Commenting, John Longworth, Director General of the British Chambers of Commerce, said:

“Our new forecast highlights the challenges facing the UK economy over the months and years ahead. We have advocated reducing the deficit, but have for some considerable time said that this must be coupled with a plan for growth, together creating a new model economy that will allow businesses to create jobs, invest and export.

“Businesses up and down the country tell me they are confident and determined to grow. More must be done to support the ambitions of growing companies, many of whom will be the wealth creators of tomorrow.

“This is why we are calling for decisive action in the Budget. The government must make a serious effort to deliver on the many promises already made. This requires a focus on implementing measures that will boost growth, such as the movement of the business bank from rhetoric to reality, increasing the availability of access to finance, and delivering key infrastructure projects that will raise the confidence of businesses on the ground.

“Politicians across the entire spectrum need to show imagination and leadership.

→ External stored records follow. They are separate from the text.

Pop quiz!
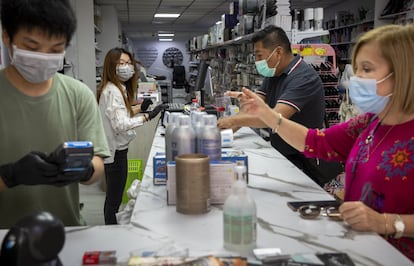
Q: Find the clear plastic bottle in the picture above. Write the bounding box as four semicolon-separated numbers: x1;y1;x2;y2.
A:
171;115;196;160
196;115;221;161
223;165;257;255
190;98;200;113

If they demonstrate the courage to put Britain’s economic priorities above politics, they can make a real difference in transforming our economy so that Britain can lead the way and attract enterprise and investment for years to come.”

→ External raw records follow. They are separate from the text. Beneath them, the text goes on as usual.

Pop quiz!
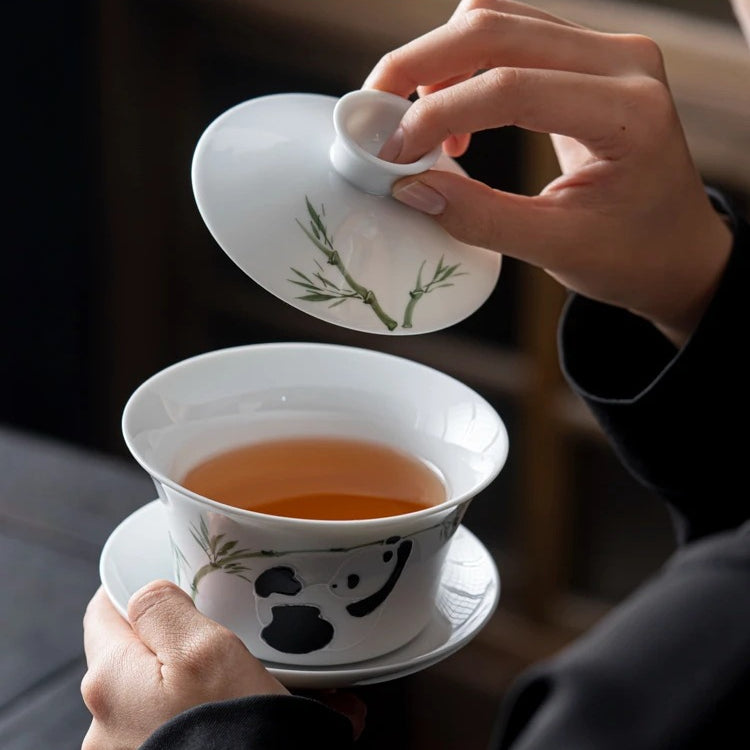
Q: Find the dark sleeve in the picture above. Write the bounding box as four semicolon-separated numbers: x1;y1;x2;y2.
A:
492;527;750;750
559;195;750;542
139;695;353;750
492;192;750;750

David Kern, BCC Chief Economist, added:

“Talk of a new recession is currently pessimistic. The ONS’ own data revisions raise doubts as to whether there was in fact a recession early in 2012. Following the 0.3% fall in Q4 2012, GDP is likely to increase by 0.1% in Q1 2013. We expect quarterly growth to increase very gradually over the next two years, but it will remain modest and below-trend for some time. In addition, we now expect GDP to return to its pre-recession levels early in 2015, and the squeeze on living standards will continue for a while longer.

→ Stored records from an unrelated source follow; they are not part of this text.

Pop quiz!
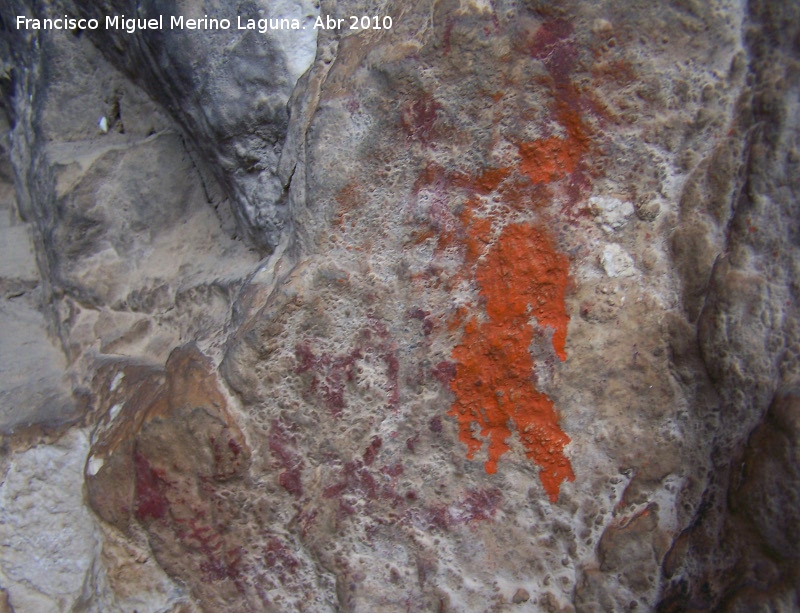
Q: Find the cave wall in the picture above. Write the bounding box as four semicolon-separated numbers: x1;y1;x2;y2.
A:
0;0;800;613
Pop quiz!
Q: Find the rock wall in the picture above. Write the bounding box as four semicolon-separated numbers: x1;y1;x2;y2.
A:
0;0;800;613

“Our new forecast indicates that in 2012/13, and over the next three financial years, public sector borrowing will be higher than the OBR predicted in December. Our persistent fiscal challenges have contributed to the UK’s downgrading by Moody’s. Reducing the structural deficit, which remains unacceptably high, is proving a longer and more painful task than initially thought. But combining this policy with effective measures to boost growth is critical to avoid a vicious circle of weak growth and ballooning deficits.

“The debate about the UK monetary regime ahead of the arrival of Mark Carney as next Bank of England Governor has generated expectations that QE will be increased shortly, and that the MPC is now more willing to tolerate higher inflation and a much weaker pound. These perceptions are problematic. Adding to QE should only be considered if new threats emerge to the stability of the UK banking system. In the meantime, we believe that more QE would only provide marginal benefits for the economy, while heightening longer-term risks of financial distortions, bubbles and higher inflation.”